Momentum is that very force that drives up and holds together an influencer marketplace. It all begins with ‘anchor’ brands and marketers understanding the potential of influencer marketing in a crowded digital marketplace. These early adopters need a certain degree of guidance and curated influencer campaigns, which in turn helps ramp up a supply of relevant impactful influencers.

An effective marketplace development effort works towards increasing spend on influencers through key brands and at the same time acquiring, developing and grooming high quality influencers across categories.

Needless to say, this is difficult - achieving a significant, well-balanced momentum on both sides of the market is the key to driving great outcomes for both marketers as well as influencers.

3. Building Trust

Influencer marketing, in spite of its hype, is currently a concept where the rules of the land are still being laid out. In such a landscape, it is of absolute importance for a marketer to be able to operate with the confidence that its valuable brand positioning would not be compromised.

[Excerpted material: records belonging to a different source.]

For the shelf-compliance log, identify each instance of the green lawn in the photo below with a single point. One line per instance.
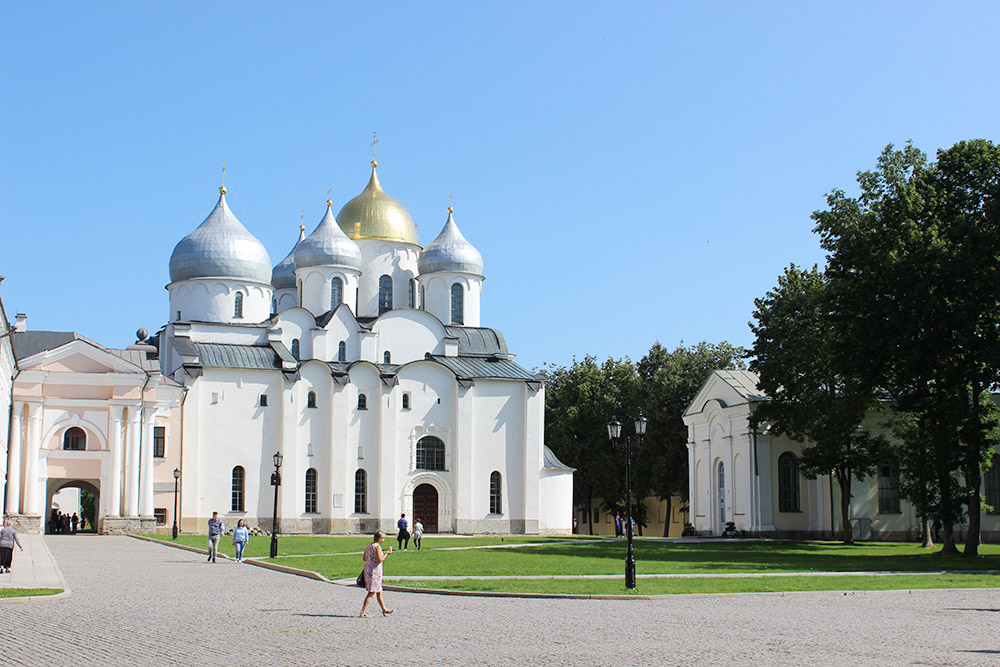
(27, 592)
(559, 556)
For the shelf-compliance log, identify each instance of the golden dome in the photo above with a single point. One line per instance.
(375, 215)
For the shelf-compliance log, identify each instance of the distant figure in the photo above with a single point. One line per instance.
(404, 535)
(373, 572)
(8, 538)
(418, 533)
(215, 530)
(241, 535)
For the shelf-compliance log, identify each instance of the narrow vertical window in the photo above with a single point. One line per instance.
(75, 439)
(239, 482)
(457, 304)
(336, 293)
(496, 506)
(361, 492)
(888, 488)
(311, 491)
(384, 294)
(159, 441)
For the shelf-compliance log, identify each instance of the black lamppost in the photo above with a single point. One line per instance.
(614, 432)
(275, 482)
(177, 476)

Challenges in Influencer Marketing for Social Influence

Whilst, brand safety has been an ever-trending topic in the digital advertising world, the influencer marketing world brings its own unique challenges:

● One key area of risk for any influencer marketing campaign is something that would be classified in the business world as operational risk. In a best case scenario, this is the risk of an influencer not following defined campaign scopes. In the worst case, there is the risk of posting inappropriate content or content in an inappropriate context

Pricing risk is a key practical reality, where due to the lack of a benchmark pricing, both brands and influencers struggle to come to a consensus. This is further exacerbated by ad-hoc influencer marketing service providers who are out to make a quick dollar in an opaque framework

Fraud risk is the 3rd key component of risk in this marketplace - this could be due to inflated engagement metric by followers who might be fake

Finally, trust is a two-way philosophy. In this context, the influencer needs to have the ability to trust demand partners and marketers who might operate on discretionary payment terms or non-transparent whitelists.

There are various ways to understand these deeply and a mature influencer marketplace deploys several technological levers like trust ratings, predictive pricing, fraud detection etc as well as business initiatives like robust contracting.

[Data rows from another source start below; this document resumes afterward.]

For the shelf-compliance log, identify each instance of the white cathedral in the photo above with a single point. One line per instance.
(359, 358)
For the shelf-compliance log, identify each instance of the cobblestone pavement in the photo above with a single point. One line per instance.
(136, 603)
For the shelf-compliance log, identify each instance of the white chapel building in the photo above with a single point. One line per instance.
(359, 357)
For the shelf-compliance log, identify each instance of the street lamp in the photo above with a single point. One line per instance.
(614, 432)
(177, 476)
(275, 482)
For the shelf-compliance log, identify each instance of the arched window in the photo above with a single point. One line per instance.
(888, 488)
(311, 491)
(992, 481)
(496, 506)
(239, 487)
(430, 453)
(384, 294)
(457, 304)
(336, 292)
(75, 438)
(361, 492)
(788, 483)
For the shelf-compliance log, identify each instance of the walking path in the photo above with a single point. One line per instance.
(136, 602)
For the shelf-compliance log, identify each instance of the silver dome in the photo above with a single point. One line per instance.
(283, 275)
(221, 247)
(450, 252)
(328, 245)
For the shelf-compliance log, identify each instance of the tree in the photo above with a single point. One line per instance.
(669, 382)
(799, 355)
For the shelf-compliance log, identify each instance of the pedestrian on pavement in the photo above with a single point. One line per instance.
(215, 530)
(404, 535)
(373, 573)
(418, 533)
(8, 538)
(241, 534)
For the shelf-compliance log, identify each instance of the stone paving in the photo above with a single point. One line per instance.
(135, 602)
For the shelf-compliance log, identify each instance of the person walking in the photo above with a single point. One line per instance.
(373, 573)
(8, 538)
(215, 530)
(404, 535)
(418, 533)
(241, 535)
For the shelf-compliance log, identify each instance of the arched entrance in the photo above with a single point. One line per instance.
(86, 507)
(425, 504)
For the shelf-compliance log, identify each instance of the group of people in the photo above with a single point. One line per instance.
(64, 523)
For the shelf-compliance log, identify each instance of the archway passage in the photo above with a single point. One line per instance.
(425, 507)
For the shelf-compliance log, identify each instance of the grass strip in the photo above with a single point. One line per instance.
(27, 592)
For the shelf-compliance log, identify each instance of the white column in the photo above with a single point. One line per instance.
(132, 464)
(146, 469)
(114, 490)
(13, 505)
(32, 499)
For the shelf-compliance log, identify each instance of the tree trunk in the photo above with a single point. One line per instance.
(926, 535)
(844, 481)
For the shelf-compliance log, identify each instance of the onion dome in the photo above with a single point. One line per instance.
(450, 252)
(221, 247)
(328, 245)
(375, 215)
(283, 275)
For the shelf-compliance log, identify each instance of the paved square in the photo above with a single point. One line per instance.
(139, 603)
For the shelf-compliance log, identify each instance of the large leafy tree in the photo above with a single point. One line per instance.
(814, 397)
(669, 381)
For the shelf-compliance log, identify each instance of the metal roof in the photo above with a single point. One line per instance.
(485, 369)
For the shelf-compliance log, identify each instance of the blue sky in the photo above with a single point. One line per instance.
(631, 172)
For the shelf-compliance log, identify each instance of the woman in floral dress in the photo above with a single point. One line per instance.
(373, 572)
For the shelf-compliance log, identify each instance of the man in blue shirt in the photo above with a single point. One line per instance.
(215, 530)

Influencer marketing as a tool and concept has come a long way in 2017. The next big evolutionary change is the maturing of this into large liquid marketplaces, supported by cutting-edge AI driven platforms and end-to-end consultative services to drive more personalized, impactful marketing.

Vivek Misra

Vivek Misra is the VP of Product Strategy at AdAsia, and plays a key role in defining and leading the AI roadmap for the fastest growing technology firm in APAC.